Young Zola is so poor he catches birds so he and his mother can eat. Cézanne, on the other hand, comes from a privileged background but is bullied by an austere and imposing father.
The biopic Cezanne et Moi traces their tumultuaous friendship from early school days to nights of debauchery and eventually to a reversal in social standing. Cézanne, disheartened by the success of the Impressionist painters, forges ahead trying to find a way forward from Impressionism to what we now know as modern art. His early efforts meet with disdain in a world still captivated by the works of the Impressionists.
Although Zola comes to his friend’s defense, Cézanne’s pride remains wounded. The arguments and jealousies increase, in part because Zola, after the publication of a few novels, has become a wealthy man. Eventually they have a falling out over Zola’s “L’Oeuvre,” a fictionalized depiction of Cézanne’s life as a loser and failed artist. When Zola’s novel met with great acclaim, Cézanne accused Zola of ‘selling out’, of siding with the bourgeoisie.

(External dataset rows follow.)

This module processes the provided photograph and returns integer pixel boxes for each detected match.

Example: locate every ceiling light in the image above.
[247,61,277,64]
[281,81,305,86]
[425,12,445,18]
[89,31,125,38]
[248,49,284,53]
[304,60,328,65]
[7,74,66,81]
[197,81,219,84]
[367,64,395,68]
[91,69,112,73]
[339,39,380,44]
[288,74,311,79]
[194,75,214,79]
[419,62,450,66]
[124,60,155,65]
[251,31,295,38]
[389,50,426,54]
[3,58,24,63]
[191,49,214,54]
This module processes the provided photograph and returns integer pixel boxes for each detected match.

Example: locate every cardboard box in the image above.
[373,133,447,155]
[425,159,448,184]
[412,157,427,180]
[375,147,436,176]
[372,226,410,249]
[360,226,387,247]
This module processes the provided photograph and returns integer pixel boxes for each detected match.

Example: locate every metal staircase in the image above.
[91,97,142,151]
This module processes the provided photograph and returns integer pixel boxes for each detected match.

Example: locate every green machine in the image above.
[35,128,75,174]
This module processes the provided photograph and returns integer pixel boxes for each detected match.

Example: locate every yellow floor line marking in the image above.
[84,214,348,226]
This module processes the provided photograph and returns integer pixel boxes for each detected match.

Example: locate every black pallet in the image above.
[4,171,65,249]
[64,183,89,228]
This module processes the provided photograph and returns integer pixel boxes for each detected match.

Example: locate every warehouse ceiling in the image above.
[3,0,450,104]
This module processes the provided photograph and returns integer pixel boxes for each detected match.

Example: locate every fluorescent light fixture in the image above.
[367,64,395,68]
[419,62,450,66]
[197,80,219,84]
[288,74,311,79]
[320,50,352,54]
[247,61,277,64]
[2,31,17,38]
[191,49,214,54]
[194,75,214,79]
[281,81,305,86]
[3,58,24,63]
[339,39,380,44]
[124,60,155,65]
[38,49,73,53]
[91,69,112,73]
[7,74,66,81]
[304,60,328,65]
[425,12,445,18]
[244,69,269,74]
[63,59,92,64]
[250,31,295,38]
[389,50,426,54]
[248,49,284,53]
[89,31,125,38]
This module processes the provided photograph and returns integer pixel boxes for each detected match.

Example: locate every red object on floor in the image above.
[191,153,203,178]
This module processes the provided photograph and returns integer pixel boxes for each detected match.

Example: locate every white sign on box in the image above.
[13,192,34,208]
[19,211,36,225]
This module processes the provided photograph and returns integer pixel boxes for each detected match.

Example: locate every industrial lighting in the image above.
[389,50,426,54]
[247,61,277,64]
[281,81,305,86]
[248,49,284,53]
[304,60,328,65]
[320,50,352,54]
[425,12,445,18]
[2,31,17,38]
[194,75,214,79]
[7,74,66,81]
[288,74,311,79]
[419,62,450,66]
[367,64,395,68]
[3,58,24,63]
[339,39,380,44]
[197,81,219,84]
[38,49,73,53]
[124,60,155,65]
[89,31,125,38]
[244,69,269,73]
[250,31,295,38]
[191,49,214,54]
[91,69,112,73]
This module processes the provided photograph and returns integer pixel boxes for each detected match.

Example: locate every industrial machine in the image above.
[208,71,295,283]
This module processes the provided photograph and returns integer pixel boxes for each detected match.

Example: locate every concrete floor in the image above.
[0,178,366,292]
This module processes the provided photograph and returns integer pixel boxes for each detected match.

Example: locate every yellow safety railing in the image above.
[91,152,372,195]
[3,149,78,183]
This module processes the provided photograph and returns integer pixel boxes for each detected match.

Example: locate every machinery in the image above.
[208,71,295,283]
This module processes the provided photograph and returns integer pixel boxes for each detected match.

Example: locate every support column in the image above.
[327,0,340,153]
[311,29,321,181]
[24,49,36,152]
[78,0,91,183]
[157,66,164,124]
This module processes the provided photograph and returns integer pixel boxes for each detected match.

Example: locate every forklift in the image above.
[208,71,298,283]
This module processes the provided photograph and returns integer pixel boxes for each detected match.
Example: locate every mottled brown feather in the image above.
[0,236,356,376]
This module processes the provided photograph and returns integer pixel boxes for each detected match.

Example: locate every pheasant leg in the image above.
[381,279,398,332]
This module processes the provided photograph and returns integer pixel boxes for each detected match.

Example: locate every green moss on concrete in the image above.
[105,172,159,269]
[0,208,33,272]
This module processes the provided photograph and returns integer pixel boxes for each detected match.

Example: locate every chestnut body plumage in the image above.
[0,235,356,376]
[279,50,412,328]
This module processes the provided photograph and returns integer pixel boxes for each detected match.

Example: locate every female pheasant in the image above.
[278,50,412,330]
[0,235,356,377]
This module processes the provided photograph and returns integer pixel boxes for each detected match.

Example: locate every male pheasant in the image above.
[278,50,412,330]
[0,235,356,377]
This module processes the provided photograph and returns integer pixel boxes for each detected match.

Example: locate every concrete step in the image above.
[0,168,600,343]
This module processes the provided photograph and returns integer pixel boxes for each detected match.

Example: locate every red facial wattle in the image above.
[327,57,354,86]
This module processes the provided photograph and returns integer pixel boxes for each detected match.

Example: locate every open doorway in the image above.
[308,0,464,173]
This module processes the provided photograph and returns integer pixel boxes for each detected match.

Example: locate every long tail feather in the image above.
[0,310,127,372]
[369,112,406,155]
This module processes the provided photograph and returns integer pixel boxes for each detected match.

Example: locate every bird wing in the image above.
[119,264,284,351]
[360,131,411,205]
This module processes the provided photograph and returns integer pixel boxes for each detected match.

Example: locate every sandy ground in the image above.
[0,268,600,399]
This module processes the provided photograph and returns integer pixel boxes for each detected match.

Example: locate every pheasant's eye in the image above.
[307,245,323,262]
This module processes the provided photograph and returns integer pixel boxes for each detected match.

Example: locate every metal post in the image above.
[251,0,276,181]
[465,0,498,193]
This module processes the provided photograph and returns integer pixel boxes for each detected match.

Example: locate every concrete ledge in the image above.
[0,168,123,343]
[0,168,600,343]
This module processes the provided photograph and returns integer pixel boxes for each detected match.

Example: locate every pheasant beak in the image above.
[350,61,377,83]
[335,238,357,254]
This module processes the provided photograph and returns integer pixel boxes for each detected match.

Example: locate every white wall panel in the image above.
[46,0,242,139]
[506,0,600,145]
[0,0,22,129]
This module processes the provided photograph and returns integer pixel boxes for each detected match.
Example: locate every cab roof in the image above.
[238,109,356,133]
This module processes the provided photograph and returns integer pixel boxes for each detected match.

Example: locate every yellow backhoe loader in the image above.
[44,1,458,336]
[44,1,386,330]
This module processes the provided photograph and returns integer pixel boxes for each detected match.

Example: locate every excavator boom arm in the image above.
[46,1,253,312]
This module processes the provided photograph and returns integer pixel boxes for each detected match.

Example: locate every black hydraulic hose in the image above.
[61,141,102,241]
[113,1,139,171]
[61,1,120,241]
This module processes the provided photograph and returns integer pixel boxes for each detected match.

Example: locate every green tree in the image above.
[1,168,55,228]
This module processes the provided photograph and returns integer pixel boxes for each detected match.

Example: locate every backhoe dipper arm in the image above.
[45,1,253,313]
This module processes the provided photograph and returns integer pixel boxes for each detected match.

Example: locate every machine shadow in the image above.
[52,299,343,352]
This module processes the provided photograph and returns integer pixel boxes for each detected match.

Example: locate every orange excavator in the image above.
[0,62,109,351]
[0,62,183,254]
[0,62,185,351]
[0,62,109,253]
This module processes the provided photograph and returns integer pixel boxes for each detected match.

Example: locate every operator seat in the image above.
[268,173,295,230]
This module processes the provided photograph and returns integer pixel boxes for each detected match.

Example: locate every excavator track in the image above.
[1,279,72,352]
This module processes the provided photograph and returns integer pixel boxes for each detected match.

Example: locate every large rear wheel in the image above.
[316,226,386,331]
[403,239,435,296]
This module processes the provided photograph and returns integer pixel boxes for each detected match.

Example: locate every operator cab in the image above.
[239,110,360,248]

Adding more misery to their relationship is Alexandrine, Cézanne’s previous lover, who marries Zola. Years later, Cézanne, against his family’s wishes, would live for many years with another woman made famous by his paintings of ‘Madame Cezanne’. if a woman his family regarded as beneath them socially.
That these two geniuses, temperamentally 180 degrees apart, should have met and befriended one another seems improbable, and yet it happened. And the world is richer for it—if not the women who loved them and lived with them. Cezanne et Moi is a family saga with twists and turns any viewer and writer would love.